In cases where multiple addresses or option values are possible for
return to the client  due to multiple, overlapping "affiliations",
DHCP server policy may dictate which values take precedence over
others.
A DHCP server implementation SHOULD provide flexibility in specifying
DHCP option precedence policy so that DHCP administrators can
customize a DHCP system to best suit their network environments.

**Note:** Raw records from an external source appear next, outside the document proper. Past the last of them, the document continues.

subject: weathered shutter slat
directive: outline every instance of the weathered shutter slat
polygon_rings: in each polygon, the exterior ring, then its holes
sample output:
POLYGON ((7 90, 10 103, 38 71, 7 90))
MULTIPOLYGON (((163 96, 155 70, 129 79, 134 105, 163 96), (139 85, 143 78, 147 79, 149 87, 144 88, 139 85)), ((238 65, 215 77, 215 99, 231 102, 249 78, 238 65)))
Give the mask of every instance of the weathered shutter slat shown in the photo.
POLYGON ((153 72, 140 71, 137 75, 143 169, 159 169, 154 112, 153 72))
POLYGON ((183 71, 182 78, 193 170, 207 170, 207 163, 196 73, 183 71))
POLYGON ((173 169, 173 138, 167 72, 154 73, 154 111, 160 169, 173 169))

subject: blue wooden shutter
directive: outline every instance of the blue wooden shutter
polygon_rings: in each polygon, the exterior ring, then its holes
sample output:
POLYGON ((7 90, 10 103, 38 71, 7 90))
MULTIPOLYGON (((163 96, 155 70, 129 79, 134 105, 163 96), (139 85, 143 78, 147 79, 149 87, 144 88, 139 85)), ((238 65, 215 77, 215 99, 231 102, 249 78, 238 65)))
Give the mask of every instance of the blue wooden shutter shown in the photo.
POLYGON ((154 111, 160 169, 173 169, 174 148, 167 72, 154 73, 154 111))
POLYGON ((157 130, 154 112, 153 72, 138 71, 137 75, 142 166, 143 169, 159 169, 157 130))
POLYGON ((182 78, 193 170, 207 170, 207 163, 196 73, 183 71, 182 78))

If flexibility in a server's option precedence policy is not
implemented by a vendor (or is perhaps implemented but not exercised
by an administrator), a recommended default policy is that option
values of specific affiliations override those of less specific.
That is, an option value designated for a specific client --
sometimes known as a "reserved binding" -- SHOULD override option
values designated for the client's user or vendor class, which
SHOULD override option values designated for the client's vendor
class, which SHOULD override option values for the client's subnet.

6. Multiple User Classes

This section intends to raise some of the issues associated with
supporting multiple user classes. Feedback from the Working Group
is welcome.

- Should we allow a client to send multiple User Classes to a
server?
If yes:
- Should we allow the client to send the option twice in a message
with each option instance containing one class or should we let the
user concatenate classes inside one option?
- How should the server behave?
option1: the server considers the classes to be ANDed
[ie. chooses an address pool for which the ALLOWED USER CLASSES set
contains all the User Classes present in the DHCP message and
the DISALLOWED USER CLASSES set contains none of the User Classes
in the DHCP message].
option 2: the server considers the classes to be ORed
[ie. chooses an address pool for which the ALLOWED USER CLASSES set
contains one of the User Classes present in the DHCP message and
the DISALLOWED USER CLASSES set contains none of the User Classes
in the DHCP message].
option 3: the server should not assume anything and the administrator
of the server MUST define the behaviour.


7. Client behaviour

If a client receives a response from a DHCP Server with the same User
Class option value as it puts in its request, then it knows that the
server responded with parameters corresponding to the given user
class.
Clients which do not receive all the configuration for the user class
requested but which received an IP address SHOULD make an attempt to
operate without it, although they may do so (and may announce they are
doing so) in a degraded mode.
Clients which do not receive an IP address because of the User Class
requested MUST announce it.


8. Security Considerations

DHCP currently provides no authentication or security
mechanisms.  Potential exposures to attack are discussed
is section 7 of the protocol specification [1].


9. References

[1] Droms, R., "Dynamic Host Configuration Protocol", RFC 2131,
    March 1997.

[2] S. Alexander, R. Droms, "DHCP Options and BOOTP Vendor
    Extensions", RFC 2132, March 1997.

[3] Bradner, S., "Key words for use in RFCs to Indicate Requirement
    Levels," RFC 2119, March 1997.


10. Acknowledgments

This document attempts to merge draft-ietf-dhc-userclass-03.txt
(by Glen Stump and Ralph Droms) and
draft-ietf-dhc-useraddr-00.txt (by Ye Gu, Ramesh Vyaghrapuri and
Burcak Beser).


11. Author Information

Glenn Stump
IBM Networking Software
P.O. Box 12195
RTP, NC 27709
Phone: (919) 301-4277
Email: stumpga@us.ibm.com

Ralph Droms
Computer Science Department
323 Dana Engineering
Bucknell University
Lewisburg, PA 17837
Phone: (717) 524-1145
Email: droms@bucknell.edu

Ye Gu
Microsoft Corporation
One Microsoft Way
Redmond, WA 98052
Phone: 425 936 8601
Email: yegu@microsoft.com

Ramesh Vyaghrapuri
Microsoft Corporation
One Microsoft Way
Redmond, WA 98052
Phone: 425 703 9581
Email: rameshv@microsoft.com

Burcak Beser
3Com Corporation
3800 Golf Road
Rolling Meadows, IL
Phone: 847 262 2195
Email: Burcak_Beser@3com.com

Ann Demirtjis
Microsoft Corporation
One Microsoft Way
Redmond WA 98052
Phone: 425-705-2254
Email: annd@microsoft.com

Jerome Privat
BT Advanced Communications Technology Centre
Adastral Park, Martlesham Heath, IP5 3RE
UK
Phone: +44 1473 648910
Email: jerome.privat@bt.com


12. Expiration

This document will expire on April 2000.